Л.Толстой и Достоевский - Страница 29

Изменить размер шрифта:

Кажется, во всяком случае, не жизнь Достоевского.

Очень легко впасть в ошибку и в несправедливость при сравнении жизни Л. Толстого с жизнью Достоевского, потому что о первом мы знаем все, между тем как о втором мы не только всего, но, может быть, и очень важного не знаем, и лишь по намекам в письмах его, по устным преданиям и, наконец, в особенности по тому, как личность его отразилась в творчестве, догадываемся, что целая сторона ее скрыта от нас. Следует отдать справедливость и ближайшим друзьям Федора Михайловича, которые позаботились оставить нам его жизнеописание: это люди в высшей степени вежливые, почтительные к памяти покойного, даже слишком почтительные, и всего менее способные понять то, что Апокалипсис называет глубинами сатанинскими и что было так родственно Достоевскому. Даже такой тонкий и проницательный ум, как Страхов, не то что облагораживает, а чрезмерно упрощает личность Достоевского, смягчает, притупляет, сглаживает ее, приводит к общему, среднему уровню.

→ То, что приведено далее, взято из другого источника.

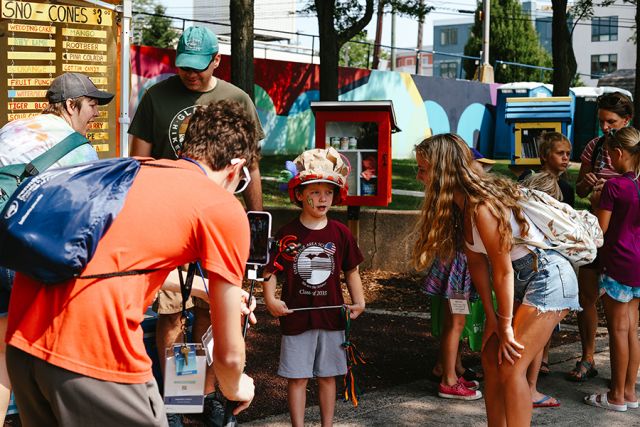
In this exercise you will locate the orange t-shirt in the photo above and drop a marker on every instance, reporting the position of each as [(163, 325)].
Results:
[(172, 216)]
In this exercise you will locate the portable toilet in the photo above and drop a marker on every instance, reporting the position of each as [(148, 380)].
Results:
[(586, 125), (501, 145)]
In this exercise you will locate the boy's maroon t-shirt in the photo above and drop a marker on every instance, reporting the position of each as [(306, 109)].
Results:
[(311, 277)]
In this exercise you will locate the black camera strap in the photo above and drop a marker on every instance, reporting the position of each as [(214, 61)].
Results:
[(185, 291)]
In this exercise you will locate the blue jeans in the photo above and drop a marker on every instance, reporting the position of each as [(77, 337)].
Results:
[(546, 280)]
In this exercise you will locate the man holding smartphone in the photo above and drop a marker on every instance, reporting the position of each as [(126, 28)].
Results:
[(75, 351), (158, 130)]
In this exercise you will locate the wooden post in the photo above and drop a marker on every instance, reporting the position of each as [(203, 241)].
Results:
[(353, 221)]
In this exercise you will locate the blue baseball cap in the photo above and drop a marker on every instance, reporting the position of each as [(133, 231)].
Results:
[(196, 48)]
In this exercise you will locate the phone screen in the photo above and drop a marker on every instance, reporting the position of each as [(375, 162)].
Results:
[(260, 225)]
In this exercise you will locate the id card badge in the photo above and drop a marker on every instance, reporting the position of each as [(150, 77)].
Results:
[(185, 367), (207, 342), (459, 304)]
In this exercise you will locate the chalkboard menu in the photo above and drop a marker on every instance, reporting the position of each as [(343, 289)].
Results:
[(41, 40)]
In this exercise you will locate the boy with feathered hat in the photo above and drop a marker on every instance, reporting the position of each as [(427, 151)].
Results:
[(313, 250)]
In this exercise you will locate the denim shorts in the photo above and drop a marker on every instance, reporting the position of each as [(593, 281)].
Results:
[(618, 291), (550, 284)]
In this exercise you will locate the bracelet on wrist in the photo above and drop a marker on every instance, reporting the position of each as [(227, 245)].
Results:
[(500, 316)]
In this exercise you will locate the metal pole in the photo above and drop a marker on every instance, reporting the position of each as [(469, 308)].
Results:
[(125, 77), (486, 70), (393, 39)]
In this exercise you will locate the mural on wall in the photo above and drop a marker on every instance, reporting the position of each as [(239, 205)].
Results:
[(283, 91)]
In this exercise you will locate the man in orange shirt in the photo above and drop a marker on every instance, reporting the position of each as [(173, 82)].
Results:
[(75, 351)]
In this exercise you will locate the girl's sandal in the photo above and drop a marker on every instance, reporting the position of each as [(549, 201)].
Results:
[(471, 375), (601, 401), (582, 372), (544, 368)]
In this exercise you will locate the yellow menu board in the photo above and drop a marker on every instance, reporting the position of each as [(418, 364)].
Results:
[(40, 40)]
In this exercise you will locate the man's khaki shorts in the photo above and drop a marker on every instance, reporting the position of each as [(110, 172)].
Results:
[(171, 303)]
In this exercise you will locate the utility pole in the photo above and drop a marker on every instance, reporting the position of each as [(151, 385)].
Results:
[(393, 39), (486, 70), (376, 46), (419, 47)]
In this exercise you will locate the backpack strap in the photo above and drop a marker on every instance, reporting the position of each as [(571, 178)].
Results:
[(55, 153), (597, 149), (635, 182)]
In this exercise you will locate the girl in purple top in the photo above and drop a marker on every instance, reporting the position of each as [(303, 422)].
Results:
[(619, 216)]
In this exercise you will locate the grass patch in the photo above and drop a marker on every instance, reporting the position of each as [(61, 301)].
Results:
[(403, 178)]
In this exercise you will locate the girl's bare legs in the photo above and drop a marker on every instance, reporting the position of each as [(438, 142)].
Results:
[(327, 398), (5, 385), (531, 329), (619, 320), (493, 390), (297, 397), (634, 353), (450, 342), (588, 317)]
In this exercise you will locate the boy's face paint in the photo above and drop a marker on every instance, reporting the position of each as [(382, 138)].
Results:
[(316, 198)]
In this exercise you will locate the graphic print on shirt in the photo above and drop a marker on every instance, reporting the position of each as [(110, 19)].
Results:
[(178, 127), (314, 264)]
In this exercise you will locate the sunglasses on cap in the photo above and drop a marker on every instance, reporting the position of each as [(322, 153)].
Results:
[(195, 70), (245, 180)]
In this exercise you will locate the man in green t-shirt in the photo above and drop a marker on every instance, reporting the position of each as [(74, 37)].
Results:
[(158, 128)]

Во всяком случае, рассматривая личность Достоевского как человека, должно принять в расчет неодолимую потребность его, как художника, исследовать самые опасные и преступные бездны человеческого сердца, преимущественно бездны сладострастия, во всех его проявлениях. Начиная от самого высшего, одухотворенного, граничащего с религиозными восторгами – сладострастья «ангела» Алеши Карамазова, кончая сладострастием злого насекомого, «паучихи, пожирающей самца своего» – тут вся гамма, вся радуга бесконечных переливов и оттенков этой самой таинственной из человеческих страстей, в ее наиболее острых и болезненных извращениях. Замечательна одинаково необходимая, кровная связь не только чудовищного Смердякова, не только Ивана, «борющегося с Богом», и жестокого, как будто «укушенного тарантулом», сладострастника Дмитрия, но и непорочного херувима Алеши – с отцом их по плоти, «извергом», Федором Павловичем Карамазовым, так же как с отцом их по духу, самим Достоевским. Действительно, это по преимуществу – его семья, и он бы отрекся от нее, может быть, перед людьми, но не перед собственной совестью и не перед Богом.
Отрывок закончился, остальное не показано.